11. En troisième lieu, aux termes de l'article 5 du règlement du 26 juin 2013 : " 1. Afin de faciliter le processus de détermination de l'État membre responsable, l'État membre procédant à cette détermination mène un entretien individuel avec le demandeur (...). 4 L'entretien individuel est mené dans une langue que le demandeur comprend ou dont on peut raisonnablement supposer qu'il la comprend et dans laquelle il est capable de communiquer. Si nécessaire, les États membres ont recours à un interprète capable d'assurer une bonne communication entre le demandeur et la personne qui mène l'entretien individuel. 5. L'entretien individuel a lieu dans des conditions garantissant dûment la confidentialité. Il est mené par une personne qualifiée en vertu du droit national. ". Aux termes de l'article L. 111-8 du code de l'entrée et du séjour des étrangers et du droit d'asile : " Lorsqu'il est prévu aux livres II, V et VI et à l'article L. 742-3 du présent code qu'une décision ou qu'une information doit être communiquée à un étranger dans une langue qu'il comprend, cette information peut se faire soit au moyen de formulaires écrits, soit par l'intermédiaire d'un interprète. L'assistance de l'interprète est obligatoire si l'étranger ne parle pas le français et qu'il ne sait pas lire. / En cas de nécessité, l'assistance de l'interprète peut se faire par l'intermédiaire de moyens de télécommunication.
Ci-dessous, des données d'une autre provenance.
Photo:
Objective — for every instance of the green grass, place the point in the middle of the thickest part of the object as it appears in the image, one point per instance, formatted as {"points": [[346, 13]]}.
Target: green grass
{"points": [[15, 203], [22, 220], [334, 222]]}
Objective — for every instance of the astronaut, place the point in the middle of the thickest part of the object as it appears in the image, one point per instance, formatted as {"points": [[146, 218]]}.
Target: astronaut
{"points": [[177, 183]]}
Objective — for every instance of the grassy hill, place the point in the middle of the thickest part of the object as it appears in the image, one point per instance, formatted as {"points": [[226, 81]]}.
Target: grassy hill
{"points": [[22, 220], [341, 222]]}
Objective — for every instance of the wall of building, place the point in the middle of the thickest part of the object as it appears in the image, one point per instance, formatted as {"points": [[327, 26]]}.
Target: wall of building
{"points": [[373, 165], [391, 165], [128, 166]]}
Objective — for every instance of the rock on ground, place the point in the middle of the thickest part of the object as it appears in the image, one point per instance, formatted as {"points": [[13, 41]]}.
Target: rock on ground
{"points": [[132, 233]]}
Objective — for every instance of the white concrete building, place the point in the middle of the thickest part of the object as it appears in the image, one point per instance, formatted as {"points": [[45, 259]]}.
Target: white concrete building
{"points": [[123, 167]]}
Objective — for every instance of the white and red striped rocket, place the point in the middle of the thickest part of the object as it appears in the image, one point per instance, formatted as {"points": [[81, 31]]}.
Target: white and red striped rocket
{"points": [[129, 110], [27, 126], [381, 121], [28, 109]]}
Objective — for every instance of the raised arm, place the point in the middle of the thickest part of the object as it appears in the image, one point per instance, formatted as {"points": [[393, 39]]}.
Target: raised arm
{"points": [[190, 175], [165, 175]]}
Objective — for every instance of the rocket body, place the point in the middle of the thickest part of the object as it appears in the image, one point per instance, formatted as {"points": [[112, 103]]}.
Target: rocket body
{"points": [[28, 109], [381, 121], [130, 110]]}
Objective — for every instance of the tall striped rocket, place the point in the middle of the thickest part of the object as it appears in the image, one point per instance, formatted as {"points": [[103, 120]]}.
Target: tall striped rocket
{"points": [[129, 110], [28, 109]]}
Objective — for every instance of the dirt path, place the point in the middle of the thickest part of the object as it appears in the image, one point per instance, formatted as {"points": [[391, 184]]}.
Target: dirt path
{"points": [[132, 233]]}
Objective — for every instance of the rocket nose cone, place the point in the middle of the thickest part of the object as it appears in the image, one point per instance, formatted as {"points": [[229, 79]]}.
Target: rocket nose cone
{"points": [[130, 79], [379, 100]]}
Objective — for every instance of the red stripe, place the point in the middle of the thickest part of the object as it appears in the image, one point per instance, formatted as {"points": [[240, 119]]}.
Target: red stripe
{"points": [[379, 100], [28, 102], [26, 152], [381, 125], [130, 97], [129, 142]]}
Dans une telle hypothèse, il ne peut être fait appel qu'à un interprète inscrit sur l'une des listes mentionnées à l'article L. 111-9 ou à un organisme d'interprétariat et de traduction agréé par l'administration. Le nom et les coordonnées de l'interprète ainsi que le jour et la langue utilisée sont indiqués par écrit à l'étranger. ".

12. D'une part, il résulte de ces dispositions que les autorités de l'Etat membre procédant à la détermination de l'Etat membre responsable doivent, afin d'en faciliter la détermination et de vérifier que le demandeur d'asile a bien reçu et compris les informations prévues par l'article 4 du même règlement, mener un entretien individuel avec le demandeur. Il ressort des pièces du dossier que M. C...a bénéficié de tels entretiens le 27 mars 2017 et le 13 juin 2017. Si l'intéressé reproche au résumé de ces entretiens de ne pas mentionner l'identité de l'agent les ayant conduits, une telle obligation n'est nullement prévue par l'article 5 du règlement n° 604/2013. Dans ces conditions, et sans autres précisions de la part de M. C...quant aux garanties dont il aurait été privé lors de cet entretien, le moyen tiré de la méconnaissance de l'article 5 du règlement du 26 juin 2013 doit être écarté.

13. D'autre part, il ressort des pièces du dossier que M. C...a bénéficié lors des entretiens individuels du 27 mars 2017 et du 13 juin 2017, ainsi que le permettent les dispositions précitées, des services téléphoniques d'un interprète en langue ourdou de l'organisme d'interprétariat ISM, agréé par l'administration. Si le nom et les coordonnées de l'interprète n'ont pas été indiquées par écrit au requérant, l'omission de telles indications ne saurait être regardée comme ayant privé M. D... d'une garantie et n'a pas été de nature à exercer une influence sur le sens de l'arrêté litigieux. Il ne ressort pas, en outre, des pièces du dossier que ces entretiens auraient été conduits en méconnaissance des garanties de confidentialité.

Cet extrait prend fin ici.